Dans une société où les métiers artistiques sont souvent perçus comme réservés aux hommes, Foybe Kokola Malisawa, une jeune femme de 23 ans, défie les stéréotypes en gagnant sa vie grâce à la peinture. Résidant au quartier Matonge, dans la commune de Mulekera, elle s’est imposée comme une figure inspirante dans le paysage artistique de la ville cosmopolite de Beni.
Abandonnée par le père de ses deux enfants, Foybe n’a pas baissé les bras. Elle a transformé sa passion en une véritable source de revenus. “Mes revenus sont très variables et dépendent de nombreux facteurs comme mon talent, la demande, et ma capacité à faire connaître mon travail”, explique-t-elle. “Au début, je peignais en dilettante, mais les réalités de la vie m’ont appris à prendre les choses en main. Aujourd’hui, je me débrouille au quotidien.”
Un talent qui embellit la ville
Spécialisée dans la peinture à l’huile et à l’eau, Foybe Kokola intervient dans différents lieux : habitations, écoles, boutiques, églises… Son travail est apprécié pour sa qualité et son sens esthétique.

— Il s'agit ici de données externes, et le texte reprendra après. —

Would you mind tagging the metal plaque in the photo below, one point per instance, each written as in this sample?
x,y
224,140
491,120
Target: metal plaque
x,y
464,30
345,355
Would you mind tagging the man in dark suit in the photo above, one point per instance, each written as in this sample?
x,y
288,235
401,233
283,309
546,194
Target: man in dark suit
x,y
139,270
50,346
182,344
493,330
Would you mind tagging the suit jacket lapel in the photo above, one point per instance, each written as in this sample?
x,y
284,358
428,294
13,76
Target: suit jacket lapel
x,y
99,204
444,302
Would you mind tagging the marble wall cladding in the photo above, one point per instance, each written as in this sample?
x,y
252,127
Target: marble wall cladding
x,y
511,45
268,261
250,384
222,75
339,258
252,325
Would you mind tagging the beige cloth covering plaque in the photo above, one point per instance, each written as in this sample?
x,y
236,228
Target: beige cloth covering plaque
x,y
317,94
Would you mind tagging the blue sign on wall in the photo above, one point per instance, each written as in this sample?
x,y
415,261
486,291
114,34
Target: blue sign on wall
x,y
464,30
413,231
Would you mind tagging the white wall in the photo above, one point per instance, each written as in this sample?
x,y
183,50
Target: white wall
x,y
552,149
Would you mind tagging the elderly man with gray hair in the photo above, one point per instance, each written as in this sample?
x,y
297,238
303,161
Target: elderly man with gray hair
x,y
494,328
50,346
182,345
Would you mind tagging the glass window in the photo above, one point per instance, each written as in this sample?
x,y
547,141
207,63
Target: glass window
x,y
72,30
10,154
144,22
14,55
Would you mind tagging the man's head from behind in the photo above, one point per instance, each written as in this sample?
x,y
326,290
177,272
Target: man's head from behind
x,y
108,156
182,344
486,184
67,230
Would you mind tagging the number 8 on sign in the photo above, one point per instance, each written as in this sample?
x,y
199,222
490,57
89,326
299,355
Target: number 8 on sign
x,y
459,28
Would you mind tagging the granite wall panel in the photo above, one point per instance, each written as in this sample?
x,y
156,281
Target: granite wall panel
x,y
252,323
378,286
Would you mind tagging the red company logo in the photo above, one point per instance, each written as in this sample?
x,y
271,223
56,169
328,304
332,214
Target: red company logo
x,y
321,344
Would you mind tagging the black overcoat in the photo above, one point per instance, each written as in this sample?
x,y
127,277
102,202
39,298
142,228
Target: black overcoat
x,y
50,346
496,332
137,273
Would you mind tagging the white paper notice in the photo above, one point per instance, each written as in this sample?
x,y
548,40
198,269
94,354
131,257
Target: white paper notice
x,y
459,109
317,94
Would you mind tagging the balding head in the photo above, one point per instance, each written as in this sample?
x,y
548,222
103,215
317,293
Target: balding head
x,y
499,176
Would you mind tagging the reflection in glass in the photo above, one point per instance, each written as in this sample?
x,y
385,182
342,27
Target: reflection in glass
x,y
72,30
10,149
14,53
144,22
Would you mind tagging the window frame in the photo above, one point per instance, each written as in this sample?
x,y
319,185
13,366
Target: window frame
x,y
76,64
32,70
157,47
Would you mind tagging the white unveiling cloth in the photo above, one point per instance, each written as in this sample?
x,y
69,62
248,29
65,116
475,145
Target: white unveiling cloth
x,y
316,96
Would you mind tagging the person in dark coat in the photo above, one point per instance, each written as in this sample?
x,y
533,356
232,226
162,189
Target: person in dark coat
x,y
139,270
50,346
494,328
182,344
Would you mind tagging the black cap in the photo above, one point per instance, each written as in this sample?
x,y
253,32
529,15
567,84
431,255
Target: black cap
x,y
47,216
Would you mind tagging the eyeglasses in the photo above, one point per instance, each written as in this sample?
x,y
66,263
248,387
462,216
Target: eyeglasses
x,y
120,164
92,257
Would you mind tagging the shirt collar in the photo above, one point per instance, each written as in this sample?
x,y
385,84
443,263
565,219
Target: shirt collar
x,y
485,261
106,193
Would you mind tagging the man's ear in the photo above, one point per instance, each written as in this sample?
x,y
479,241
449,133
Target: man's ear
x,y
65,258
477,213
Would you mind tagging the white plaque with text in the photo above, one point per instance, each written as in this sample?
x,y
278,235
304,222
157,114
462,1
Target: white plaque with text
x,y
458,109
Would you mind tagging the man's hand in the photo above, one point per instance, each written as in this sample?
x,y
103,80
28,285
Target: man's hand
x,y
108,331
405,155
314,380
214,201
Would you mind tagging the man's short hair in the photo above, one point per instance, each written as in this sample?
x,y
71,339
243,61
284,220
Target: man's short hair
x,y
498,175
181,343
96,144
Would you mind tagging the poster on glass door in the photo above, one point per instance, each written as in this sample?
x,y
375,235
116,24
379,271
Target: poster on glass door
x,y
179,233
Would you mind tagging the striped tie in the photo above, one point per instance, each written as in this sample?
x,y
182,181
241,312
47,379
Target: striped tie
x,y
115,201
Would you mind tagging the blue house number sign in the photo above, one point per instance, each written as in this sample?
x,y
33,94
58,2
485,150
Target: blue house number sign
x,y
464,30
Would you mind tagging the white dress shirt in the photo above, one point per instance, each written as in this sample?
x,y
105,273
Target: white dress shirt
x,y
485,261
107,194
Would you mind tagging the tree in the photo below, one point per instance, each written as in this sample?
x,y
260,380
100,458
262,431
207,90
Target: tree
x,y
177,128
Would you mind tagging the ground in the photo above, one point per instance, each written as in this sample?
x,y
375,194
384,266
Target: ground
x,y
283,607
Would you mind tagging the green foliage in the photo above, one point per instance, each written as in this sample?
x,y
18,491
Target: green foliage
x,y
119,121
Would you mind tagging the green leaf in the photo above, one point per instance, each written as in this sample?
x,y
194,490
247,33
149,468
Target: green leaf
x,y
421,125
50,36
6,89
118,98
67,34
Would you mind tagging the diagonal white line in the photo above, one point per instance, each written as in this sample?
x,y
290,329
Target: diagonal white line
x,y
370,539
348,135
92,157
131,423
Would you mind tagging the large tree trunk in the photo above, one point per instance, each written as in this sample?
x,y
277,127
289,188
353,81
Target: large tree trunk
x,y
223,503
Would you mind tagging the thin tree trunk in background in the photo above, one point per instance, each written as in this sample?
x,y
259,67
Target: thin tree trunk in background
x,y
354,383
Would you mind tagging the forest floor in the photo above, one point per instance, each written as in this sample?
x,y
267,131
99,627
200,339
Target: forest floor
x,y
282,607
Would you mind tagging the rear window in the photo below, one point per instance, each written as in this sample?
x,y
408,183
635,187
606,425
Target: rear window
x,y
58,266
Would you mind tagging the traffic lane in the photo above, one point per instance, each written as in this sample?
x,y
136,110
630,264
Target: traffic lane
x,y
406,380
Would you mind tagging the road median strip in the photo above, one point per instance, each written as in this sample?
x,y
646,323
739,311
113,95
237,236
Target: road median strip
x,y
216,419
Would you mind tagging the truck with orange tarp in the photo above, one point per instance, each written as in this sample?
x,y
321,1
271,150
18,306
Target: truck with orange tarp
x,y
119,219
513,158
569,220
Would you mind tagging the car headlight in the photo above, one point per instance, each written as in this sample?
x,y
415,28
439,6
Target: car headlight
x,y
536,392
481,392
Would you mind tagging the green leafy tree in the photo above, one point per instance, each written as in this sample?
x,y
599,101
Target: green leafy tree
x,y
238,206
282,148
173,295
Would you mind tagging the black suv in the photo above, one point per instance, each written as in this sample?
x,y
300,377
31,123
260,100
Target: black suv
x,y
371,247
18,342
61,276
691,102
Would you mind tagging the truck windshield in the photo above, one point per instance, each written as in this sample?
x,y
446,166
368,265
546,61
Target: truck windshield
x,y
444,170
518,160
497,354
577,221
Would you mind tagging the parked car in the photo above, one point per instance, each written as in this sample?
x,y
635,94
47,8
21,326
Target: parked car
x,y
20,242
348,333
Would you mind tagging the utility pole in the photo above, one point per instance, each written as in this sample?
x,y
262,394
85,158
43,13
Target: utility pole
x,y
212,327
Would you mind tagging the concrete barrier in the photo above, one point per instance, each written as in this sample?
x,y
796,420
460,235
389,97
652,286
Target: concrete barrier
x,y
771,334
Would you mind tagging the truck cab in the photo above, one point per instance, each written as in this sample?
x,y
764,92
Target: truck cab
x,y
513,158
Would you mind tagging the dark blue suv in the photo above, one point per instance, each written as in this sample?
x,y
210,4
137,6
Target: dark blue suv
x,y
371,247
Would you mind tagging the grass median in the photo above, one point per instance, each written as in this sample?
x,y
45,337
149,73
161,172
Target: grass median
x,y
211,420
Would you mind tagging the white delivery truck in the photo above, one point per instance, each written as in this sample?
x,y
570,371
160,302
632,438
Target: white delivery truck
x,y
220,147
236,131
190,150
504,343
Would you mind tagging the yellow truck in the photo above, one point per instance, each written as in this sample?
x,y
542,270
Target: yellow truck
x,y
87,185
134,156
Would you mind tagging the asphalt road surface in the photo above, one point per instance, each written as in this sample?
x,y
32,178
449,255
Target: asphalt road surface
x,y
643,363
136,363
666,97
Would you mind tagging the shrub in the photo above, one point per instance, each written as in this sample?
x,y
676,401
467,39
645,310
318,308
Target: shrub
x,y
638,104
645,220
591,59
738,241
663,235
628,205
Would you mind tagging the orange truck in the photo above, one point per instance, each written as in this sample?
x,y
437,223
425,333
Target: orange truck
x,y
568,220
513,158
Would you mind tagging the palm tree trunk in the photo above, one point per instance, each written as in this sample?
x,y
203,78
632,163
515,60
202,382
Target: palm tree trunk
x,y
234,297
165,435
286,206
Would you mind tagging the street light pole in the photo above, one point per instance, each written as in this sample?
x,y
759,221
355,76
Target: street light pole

Dans un contexte souvent marqué par l’insécurité, son parcours redonne une image plus positive de Beni, ville souvent associée à la violence.
Encadrée par Bienfaits Kasereka, peintre expérimenté et reconnu dans l’Est de la RDC, Foybe ne manque pas de commandes. “Je suis sollicitée presque tous les jours pour des travaux de peinture”, confie-t-elle. Cependant, ce métier n’est pas sans défis.
Des défis persistants dans un métier dominé par les hommes
Outre les contraintes techniques du métier, la jeune artiste fait face à des comportements déplacés de la part de certains clients. “Ma renommée m’attire parfois des ennuis. Certains hommes inconscients tentent des avances ou exercent des pressions inappropriées. Ce n’est pas facile de résister, mais je reste concentrée sur mes objectifs et j’évite les situations destructrices”, affirme-t-elle avec courage.
Un héritage familial et une mission d’émancipation
Fille d’un peintre, Foybe a grandi dans un environnement artistique. “Déjà toute petite, je savais manipuler un pinceau grâce à mon père”, raconte-t-elle. Elle encourage d’autres jeunes filles à s’engager dans les métiers artisanaux pour acquérir une autonomie financière et échapper aux humiliations souvent imposées par certains hommes.
“Je veux montrer qu’on peut réussir sans dépendre de qui que ce soit. Les filles doivent croire en leur potentiel et oser prendre leur destin en main”, insiste-t-elle.
Aujourd’hui, plusieurs centres de formation professionnelle existent dans la ville et le territoire de Beni, contribuant à la transformation positive de la communauté locale. Des initiatives qui, comme le parcours de Foybe Kokola Malisawa, offrent des alternatives concrètes à la pauvreté et au découragement des jeunes.